Le concours de saut d’obstacles est l’épreuve favorite des télévisions du monde entier. Spectaculaire et facile à comprendre, même par les non-initiés – ça passe ou ça casse –, elle est choyée par les gros sponsors du monde équestre. Bref, financièrement, il y a énormément d’argent en jeu. Il va sans dire que la représentation doit donc plaire aux millions de spectateurs qui ont le nez collé à leur écran.

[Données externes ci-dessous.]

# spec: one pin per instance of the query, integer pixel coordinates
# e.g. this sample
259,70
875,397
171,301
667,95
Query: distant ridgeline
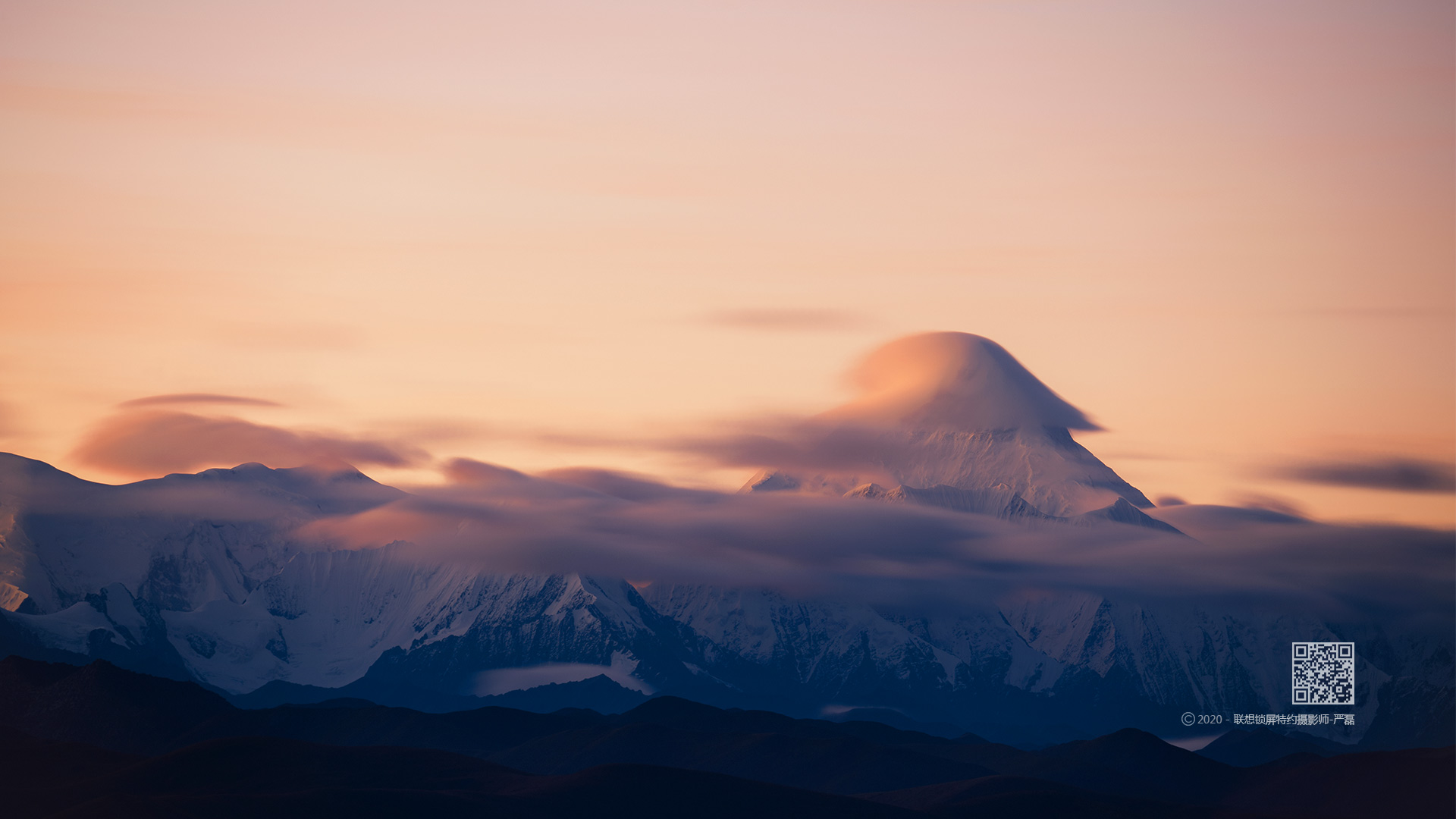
206,577
99,741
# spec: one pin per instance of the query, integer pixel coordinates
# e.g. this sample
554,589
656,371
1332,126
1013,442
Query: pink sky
1225,231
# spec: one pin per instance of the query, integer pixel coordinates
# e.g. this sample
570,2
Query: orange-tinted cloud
161,442
197,398
1394,474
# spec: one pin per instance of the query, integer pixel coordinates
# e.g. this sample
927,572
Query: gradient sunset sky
544,234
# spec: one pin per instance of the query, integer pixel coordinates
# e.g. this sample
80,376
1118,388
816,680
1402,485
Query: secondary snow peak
954,382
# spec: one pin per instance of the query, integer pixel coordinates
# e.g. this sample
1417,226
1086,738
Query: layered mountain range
220,577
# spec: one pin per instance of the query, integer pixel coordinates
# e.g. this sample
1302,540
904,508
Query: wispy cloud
894,554
1394,474
161,442
197,398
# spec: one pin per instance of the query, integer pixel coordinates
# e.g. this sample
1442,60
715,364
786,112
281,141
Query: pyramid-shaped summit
962,423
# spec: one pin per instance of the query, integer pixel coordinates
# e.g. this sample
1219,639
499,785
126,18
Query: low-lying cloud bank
158,442
607,523
1395,474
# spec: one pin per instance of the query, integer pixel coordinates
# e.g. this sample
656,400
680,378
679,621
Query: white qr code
1324,673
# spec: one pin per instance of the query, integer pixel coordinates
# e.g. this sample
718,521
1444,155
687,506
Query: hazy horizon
548,237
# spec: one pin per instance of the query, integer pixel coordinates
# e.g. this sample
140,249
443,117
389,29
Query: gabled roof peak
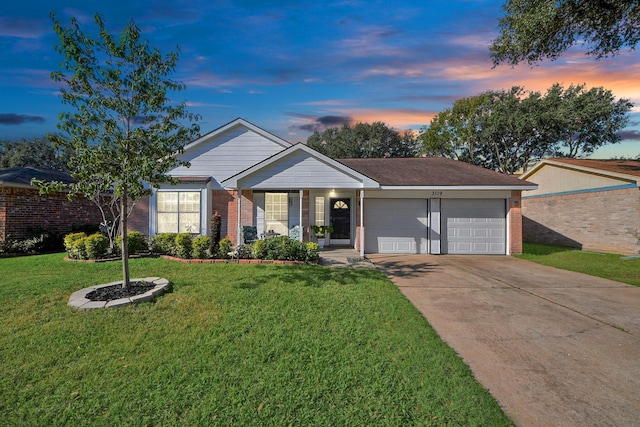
232,124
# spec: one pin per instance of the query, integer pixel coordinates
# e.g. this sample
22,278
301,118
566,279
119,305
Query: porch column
362,223
238,231
301,196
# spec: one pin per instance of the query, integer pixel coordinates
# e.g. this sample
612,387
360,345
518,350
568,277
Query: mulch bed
114,292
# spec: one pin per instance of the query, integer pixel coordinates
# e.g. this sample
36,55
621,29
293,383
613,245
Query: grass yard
231,345
608,266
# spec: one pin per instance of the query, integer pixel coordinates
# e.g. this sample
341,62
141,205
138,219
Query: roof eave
459,187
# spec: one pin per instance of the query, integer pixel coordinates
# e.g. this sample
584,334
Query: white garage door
395,226
474,226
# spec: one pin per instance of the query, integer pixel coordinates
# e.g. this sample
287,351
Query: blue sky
292,67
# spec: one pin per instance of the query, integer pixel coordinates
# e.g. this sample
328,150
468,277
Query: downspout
301,192
362,223
239,229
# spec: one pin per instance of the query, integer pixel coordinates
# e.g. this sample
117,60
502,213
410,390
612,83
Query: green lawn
609,266
230,345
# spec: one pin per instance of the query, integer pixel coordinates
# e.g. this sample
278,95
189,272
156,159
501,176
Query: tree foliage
364,140
37,153
503,130
532,30
122,127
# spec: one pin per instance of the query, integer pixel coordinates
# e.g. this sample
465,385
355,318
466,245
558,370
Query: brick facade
23,209
139,218
600,221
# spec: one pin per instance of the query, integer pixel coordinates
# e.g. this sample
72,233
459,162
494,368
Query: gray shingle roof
430,171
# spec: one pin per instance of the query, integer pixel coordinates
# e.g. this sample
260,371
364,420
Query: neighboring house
418,205
587,204
24,211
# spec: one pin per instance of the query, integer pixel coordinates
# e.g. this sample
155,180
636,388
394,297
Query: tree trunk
125,239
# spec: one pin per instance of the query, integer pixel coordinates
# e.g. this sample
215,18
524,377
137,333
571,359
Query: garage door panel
396,226
474,226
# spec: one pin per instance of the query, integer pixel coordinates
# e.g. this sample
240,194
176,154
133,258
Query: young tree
364,140
532,30
123,129
37,153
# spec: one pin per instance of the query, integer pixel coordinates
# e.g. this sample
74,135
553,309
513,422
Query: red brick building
584,203
23,209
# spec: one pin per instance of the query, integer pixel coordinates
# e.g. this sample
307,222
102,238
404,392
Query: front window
178,212
276,213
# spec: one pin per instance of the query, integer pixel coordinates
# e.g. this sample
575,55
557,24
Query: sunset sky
292,67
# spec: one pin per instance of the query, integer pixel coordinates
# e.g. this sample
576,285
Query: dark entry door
340,218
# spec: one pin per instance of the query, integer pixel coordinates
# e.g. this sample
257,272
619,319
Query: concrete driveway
555,348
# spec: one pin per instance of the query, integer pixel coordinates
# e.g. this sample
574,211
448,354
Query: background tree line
504,130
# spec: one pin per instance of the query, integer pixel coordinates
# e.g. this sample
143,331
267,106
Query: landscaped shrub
78,249
224,248
282,248
201,246
184,245
96,245
313,252
74,245
164,244
243,252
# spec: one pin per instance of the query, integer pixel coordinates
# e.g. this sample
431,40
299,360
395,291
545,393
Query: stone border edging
79,299
230,261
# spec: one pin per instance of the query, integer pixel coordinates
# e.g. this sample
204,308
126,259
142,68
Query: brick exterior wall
139,218
602,221
24,209
225,202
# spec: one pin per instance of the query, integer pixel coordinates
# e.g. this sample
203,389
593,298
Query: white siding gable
226,154
299,170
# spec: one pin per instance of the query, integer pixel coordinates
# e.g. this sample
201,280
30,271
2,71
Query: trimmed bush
74,245
282,248
243,252
164,244
184,245
201,246
69,241
313,252
224,248
79,249
96,245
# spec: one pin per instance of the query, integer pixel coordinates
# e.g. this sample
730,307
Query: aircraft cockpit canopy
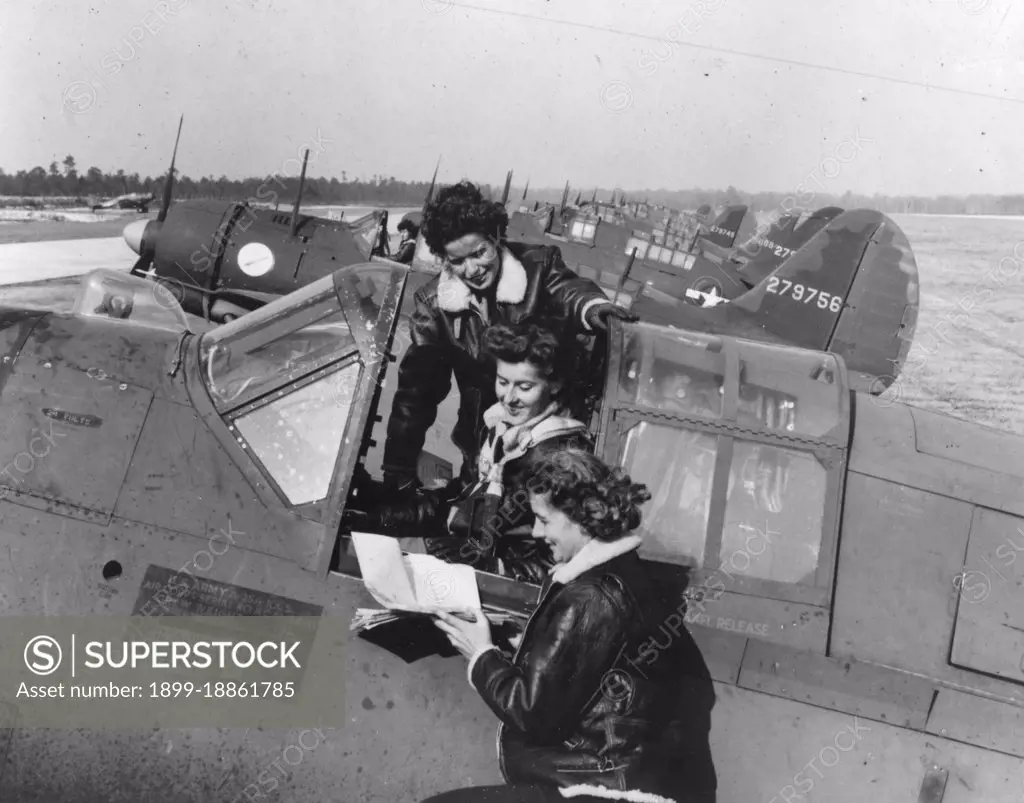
118,296
733,438
289,378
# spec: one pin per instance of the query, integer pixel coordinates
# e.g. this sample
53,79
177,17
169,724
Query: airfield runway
968,356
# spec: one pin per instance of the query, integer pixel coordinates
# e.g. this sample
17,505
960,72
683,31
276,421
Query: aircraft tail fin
724,229
876,329
803,298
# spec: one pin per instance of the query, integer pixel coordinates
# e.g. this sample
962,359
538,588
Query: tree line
61,183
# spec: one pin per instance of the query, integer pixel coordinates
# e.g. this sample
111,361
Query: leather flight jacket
446,332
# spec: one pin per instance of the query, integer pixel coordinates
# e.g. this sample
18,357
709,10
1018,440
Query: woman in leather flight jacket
486,521
593,706
485,280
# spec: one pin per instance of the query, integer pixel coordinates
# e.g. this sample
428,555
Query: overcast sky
894,96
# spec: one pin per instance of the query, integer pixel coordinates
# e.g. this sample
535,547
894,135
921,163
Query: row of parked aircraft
848,653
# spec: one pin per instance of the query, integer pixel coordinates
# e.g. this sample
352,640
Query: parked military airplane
720,273
222,259
137,201
851,288
825,546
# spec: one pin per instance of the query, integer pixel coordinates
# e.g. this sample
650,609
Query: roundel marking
255,259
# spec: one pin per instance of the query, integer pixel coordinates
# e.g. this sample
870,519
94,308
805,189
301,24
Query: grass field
968,354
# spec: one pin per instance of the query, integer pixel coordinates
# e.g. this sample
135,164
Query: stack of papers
411,584
368,618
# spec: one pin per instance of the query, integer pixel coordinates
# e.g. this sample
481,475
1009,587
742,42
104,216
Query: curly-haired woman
485,280
486,522
589,710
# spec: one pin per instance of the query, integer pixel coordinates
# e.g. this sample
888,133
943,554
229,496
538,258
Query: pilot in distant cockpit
484,280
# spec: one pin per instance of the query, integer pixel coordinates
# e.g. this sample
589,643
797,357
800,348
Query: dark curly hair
538,341
459,210
602,499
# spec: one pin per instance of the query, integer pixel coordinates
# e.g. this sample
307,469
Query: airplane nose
134,235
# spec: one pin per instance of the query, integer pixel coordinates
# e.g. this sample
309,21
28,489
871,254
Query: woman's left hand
467,637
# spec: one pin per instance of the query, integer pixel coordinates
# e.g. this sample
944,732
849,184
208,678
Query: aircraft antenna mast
508,187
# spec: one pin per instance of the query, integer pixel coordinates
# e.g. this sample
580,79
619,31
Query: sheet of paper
416,583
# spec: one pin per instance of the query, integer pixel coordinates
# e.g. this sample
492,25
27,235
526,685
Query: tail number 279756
804,294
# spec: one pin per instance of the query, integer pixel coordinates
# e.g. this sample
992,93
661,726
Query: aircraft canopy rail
120,296
294,380
742,446
280,342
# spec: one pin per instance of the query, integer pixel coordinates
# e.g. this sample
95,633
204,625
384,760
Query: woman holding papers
487,522
606,696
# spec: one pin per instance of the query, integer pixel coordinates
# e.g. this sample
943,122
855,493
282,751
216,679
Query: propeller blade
170,177
298,198
430,192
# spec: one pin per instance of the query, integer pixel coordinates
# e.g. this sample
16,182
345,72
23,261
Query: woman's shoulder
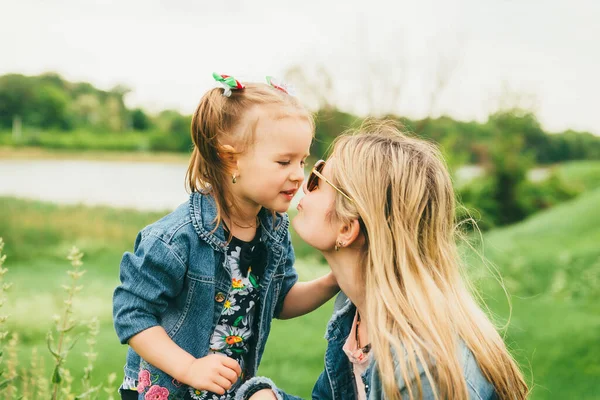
477,384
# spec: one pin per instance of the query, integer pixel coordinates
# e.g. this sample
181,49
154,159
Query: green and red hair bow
228,83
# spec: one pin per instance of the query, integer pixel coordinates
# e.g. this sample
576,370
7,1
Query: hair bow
228,83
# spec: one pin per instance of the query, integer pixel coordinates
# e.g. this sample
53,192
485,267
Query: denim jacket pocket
152,384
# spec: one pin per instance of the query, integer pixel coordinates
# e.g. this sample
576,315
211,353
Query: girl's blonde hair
219,120
417,302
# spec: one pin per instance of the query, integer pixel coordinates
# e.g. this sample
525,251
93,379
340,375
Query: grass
550,263
583,174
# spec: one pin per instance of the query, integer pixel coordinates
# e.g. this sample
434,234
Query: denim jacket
337,382
178,278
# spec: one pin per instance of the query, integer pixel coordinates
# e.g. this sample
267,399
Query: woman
381,210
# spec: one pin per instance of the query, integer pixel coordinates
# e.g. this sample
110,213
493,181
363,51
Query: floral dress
235,327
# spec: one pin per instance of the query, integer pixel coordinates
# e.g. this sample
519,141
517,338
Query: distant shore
37,153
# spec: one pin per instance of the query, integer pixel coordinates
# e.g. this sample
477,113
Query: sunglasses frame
314,172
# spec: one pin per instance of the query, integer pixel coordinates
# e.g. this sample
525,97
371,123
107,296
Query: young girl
381,210
198,293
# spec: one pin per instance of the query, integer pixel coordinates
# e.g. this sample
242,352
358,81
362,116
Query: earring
338,244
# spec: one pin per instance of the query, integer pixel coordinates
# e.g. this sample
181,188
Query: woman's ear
348,234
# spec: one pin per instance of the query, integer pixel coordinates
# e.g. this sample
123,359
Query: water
147,186
142,186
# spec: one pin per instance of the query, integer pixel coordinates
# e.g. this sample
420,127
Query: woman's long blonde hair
417,302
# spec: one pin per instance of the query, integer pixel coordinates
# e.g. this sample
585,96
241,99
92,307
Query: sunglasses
315,174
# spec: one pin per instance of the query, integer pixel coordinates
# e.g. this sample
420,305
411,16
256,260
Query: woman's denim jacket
178,278
337,381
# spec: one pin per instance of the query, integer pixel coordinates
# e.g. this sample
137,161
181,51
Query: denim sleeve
322,388
150,276
290,275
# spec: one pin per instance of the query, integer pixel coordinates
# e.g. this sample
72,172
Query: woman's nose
298,175
305,187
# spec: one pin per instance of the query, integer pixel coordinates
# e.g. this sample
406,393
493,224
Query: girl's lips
289,194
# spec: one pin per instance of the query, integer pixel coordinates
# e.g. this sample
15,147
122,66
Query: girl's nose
298,175
305,187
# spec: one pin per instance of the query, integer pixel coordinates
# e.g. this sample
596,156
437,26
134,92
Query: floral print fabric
235,327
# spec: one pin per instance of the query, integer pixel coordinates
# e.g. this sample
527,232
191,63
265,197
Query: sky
463,58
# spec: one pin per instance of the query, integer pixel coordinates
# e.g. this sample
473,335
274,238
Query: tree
139,120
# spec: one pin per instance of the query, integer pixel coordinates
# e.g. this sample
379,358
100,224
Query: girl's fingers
234,365
228,374
223,382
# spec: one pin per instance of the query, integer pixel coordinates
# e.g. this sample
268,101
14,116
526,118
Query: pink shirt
360,361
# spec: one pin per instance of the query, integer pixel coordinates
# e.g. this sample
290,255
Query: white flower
229,307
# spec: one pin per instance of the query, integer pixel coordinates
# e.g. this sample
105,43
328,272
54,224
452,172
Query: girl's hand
215,373
265,394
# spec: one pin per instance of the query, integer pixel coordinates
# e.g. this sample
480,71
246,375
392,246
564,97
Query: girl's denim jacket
178,278
337,381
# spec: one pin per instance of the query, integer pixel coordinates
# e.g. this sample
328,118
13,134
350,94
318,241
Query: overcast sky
541,54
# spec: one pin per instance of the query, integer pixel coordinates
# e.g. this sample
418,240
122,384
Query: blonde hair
218,120
417,301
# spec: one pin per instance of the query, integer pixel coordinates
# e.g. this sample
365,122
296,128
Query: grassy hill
550,264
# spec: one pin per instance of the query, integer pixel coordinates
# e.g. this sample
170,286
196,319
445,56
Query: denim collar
203,211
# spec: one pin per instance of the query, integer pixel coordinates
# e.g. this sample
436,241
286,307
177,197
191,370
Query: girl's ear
349,233
228,156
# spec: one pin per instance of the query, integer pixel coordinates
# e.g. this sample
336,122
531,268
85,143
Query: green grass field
550,264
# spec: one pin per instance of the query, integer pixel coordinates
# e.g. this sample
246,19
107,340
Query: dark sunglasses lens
313,182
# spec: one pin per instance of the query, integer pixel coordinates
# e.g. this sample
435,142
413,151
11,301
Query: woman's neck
345,265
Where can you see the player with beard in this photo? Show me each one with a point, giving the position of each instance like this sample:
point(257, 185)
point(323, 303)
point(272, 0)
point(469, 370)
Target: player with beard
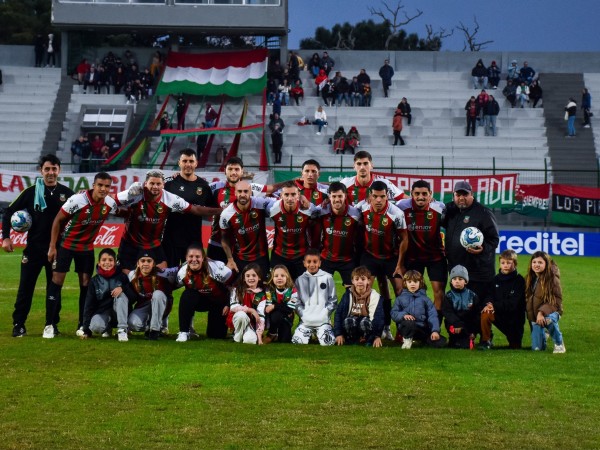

Bien sûr, la tension monte d’un cran lorsque la compétition est olympique et, justement, jeudi 1er août, les épreuves de jumping (saut d’obstacles) débutent dans le cadre merveilleux du parc du château de Versailles. « Bref, vous imaginez bien la pression qui pèse sur nos épaules », confie Grégory Bodo, 45 ans, et dont le métier est pour le moins original : il est chef de piste. Le monde anglo-saxon parle plutôt de course designer.
Ces deux appellations conviennent à ce Mosellan passionné de chevaux, mais on a le sentiment que l’homme, cavalier depuis l’âge de 7 ans, se vit plutôt comme un metteur en scène, à l’instar de Thomas Jolly, le concepteur adulé (ou détesté) de la cérémonie d’ouverture des JO de Paris. Cette comparaison l’amuse, mais ne le dérange pas. Grégory Bodo et son compère espagnol Santiago Varela Ullastres, avec qui il travaille depuis des années, veulent transformer en décor de théâtre la piste sablonneuse de 110 mètres de long et de 75 mètres de large, où les concurrents internationaux vont évoluer pendant trois jours.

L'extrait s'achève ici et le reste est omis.